Although I have not seen this Marcel Carné film for more than 20 years, its images still linger. Last December (2016), when the death was announced (aged 96) of an actor who in 1938 was an enigmatic new-comer (Michèle Morgan), it was these images that returned to me. In a poll made around 1980, Quai des Brumes was voted the 8th best French film of all time (no.1 was also directed by Marcel Carné: Les Enfants Du Paradis, 1945).
“Life’s a rotten business,” says army deserter Jean (Gabin) as he hitches a ride into the foggy port of Le Havre one night. He is looking to stow aboard a ship and escape the country.
And luck seems to be on his side at first; he is adopted by a stray dog, he gets his hands on some civilian clothes, he gets a bit of money and buys a passport.
But he also meets Nelly (Michèle Morgan), a young woman who seems to have attracted attention of the wrong type of man – like a boyfriend Maurice, who has gone missing; like Lucien (Pierre Brasseur), a gangster; and like her grotesque and graceless foster-father, Zabel (Michele Simon – who you may remember as Boudu, the vagrant).
Jean seeks to protect Nelly from these predators and to help her stand on her own feet. Of course he has fallen for the enigmatic Nelly by the time he learns of a ship leaving for Venezuela; perhaps at least one of them can be on it? Or maybe both of them? Or is that asking too much of life’s rotten business?
Although director Marcel Carné (1906-1996) did not like this term (he did not feel he was making a realist film at all), what he produced was, as critic Frank S. Nugent says, “a remarkably beautiful motion picture from the purely pictorial standpoint and a strangely haunting drama.” And according to DVD notes by Luc Sante, it is a fine example of a national cinema “that stood every inch as tall as Hollywood” in terms of its grace and beauty and power, and in the … “hazy lights, the wet cobblestones, the prehensile poplars lining the road out of town, the philosophical gravity of peripheral characters, the idea that nothing in life is more important than passion.” Well, this is France after all!
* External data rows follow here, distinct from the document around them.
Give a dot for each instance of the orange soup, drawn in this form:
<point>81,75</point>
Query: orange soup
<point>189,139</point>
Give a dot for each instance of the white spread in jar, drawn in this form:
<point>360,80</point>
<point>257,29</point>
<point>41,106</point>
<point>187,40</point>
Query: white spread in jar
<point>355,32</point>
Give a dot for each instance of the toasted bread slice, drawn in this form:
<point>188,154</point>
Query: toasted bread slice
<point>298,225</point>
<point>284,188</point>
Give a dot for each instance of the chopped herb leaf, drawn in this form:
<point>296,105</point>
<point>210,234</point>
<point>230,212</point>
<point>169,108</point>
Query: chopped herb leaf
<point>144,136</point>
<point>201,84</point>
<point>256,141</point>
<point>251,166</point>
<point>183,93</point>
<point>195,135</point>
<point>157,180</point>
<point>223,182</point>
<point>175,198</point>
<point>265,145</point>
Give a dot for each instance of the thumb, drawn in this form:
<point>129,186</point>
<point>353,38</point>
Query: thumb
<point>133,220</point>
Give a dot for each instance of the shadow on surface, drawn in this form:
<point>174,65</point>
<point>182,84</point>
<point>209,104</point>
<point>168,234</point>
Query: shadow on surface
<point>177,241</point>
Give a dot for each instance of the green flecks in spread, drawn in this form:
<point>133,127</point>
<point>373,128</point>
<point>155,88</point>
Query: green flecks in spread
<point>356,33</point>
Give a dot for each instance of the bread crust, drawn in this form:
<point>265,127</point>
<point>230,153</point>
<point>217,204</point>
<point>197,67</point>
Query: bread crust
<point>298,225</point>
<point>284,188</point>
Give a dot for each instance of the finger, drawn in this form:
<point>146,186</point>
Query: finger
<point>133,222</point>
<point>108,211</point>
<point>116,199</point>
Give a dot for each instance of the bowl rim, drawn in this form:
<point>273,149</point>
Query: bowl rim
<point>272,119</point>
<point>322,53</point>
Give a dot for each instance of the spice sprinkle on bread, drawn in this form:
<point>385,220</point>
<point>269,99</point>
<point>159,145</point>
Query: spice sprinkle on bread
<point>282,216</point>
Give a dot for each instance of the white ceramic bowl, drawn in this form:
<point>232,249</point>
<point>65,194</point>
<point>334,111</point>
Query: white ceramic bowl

Adapted from a novel by Pierre Dumarchais, Quai des Brumes was a huge critical and commercial success on its release in May 1938; it won both the Grand Prix National du Cinéma Français and the Prix Louis-Delluc. However, the censors had been uncomfortable about its tenor and had not allowed Gabin’s character to be explicitly label an army deserter. Carné (left) would later work in the Vichy zone, where heis constant aim was to subvert the regime’s attempts to control art.
Although Quai des Brumes made no mention of war – or the threat of war – a desperate atmosphere nevertheless pervades every frame of the film and perhaps for this reason alone, once war eventually did break out, Quai des Brumes was banned for being ‘immoral, depressing and detrimental to young people.’ Indeed a spokesman for the Vichy government famously declared: ‘If we have lost the war, it is because of Quai des Brumes.’ Marcel Carné’s reasoned response was that ‘you do not blame a barometer for forecasting the storm.’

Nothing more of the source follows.